My Blog: http://dearreaderblog.com
Cor meum tibi offero Domine prompte et sincere. ~ John Calvin
I will say that I have a friend to whom I write letters, although I cheat and use email. We keep our email conversations distinct from our “letter” correspondence though. Much longer missive, no immediate responses, no quoting the other to respond, and no more than one a week. Retains many good aspect of letter writing without spending a stamp. Although when he moves back to the states, I may actually put pen to paper.
I’m not aruguing for some prohibition of facebook or anything, but it just seems that certain things tend to degrade our culture. That’s sad.
What about typed letters? Is it a bad thing to type a personal letter instead of handwriting it? If not, then what’s the different between typing an email and typing on paper other than an envelope and the price of a stamp?
I think folks that are thoughtful corresponders don’t degrade because the tech changed.
I will agree that some things lend themselves to abuse. When’s the last time someone ate too much salad? Drank too much V-8? Spent too much time studying Scripture? Why not dispense with Cheetos, Snickers, Cokes, pulp magazines and fiction? Would people become healthier and more spiritual?
Not when their underlying character issues are the real problem. It’s been said that everyone has a price tag, and it’s true because at some point, we can be bought- by money, desire, vanity… Unless we constantly strengthen our moral fiber and guard our hearts, our flesh will find a weak spot and exploit it.
Cultures degrade regardless- the Greeks and Romans managed to trash their society just fine with so much as a calculator.
I wonder if there was speculation about the dangers of the abacus. :p
I’m a bit cynical about dire warnings when a new technology hits the streets. We’ve been there with everything from the combustion engine, the conveyor belt, the radio, the telephone, the Hellivision (haha) and now… The Internet! (cue organ music, da-da-da-da-DUM!). We’ve seen all these things bring forth both good and evil, because that is what people do. I explain it to my kids this way- I can sit in this nice comfy chair, or I can beat you to death with it.
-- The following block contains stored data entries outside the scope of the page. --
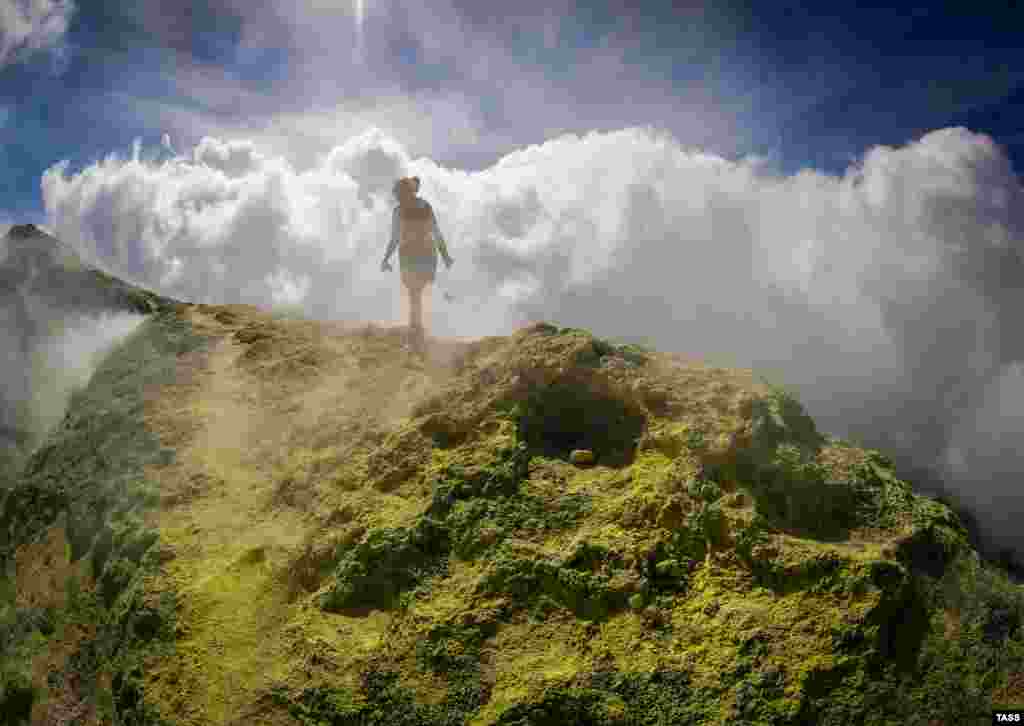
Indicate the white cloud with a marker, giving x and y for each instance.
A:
(888, 295)
(28, 26)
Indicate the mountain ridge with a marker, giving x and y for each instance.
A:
(250, 518)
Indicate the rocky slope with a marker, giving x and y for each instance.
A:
(246, 519)
(44, 283)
Either way, the chair didn’t make the choice for me, nor did it by its presence tempt me to do so. It is one’s own lack of self control that leads us to excess in any area of our lives.
I don’t think one can compare communication methods to little girls playing with anatomically correct dolls.
[DavidO] I think fb and Barbie both tell us, in their way, that this is a/the way to be.I don’t see that about FB, unless you are talking about advertisements, etc… FB can be used in a variety of ways. It’s how I use it that determines how it affects me, not the other way around. At least from my perspective.
[JG]There is a fix for this- go to a page you’ve Liked, and hover over the “Liked” link- you should see a drop down menu that, among other things, says “Show in news feed”. Checkmark it if it isn’t already, and you should start seeing the updates.[Susan R] I also use it to stay up-to-date with various publications and blogs instead of subscribing via email. My inbox thanks me.FB is not entirely reliable for this purpose unless you stay active on the FB page in question (likes / comments). It may start to filter out and not show you every blog post. I have had people who “like” my FB blog page not get my new posts in their feed.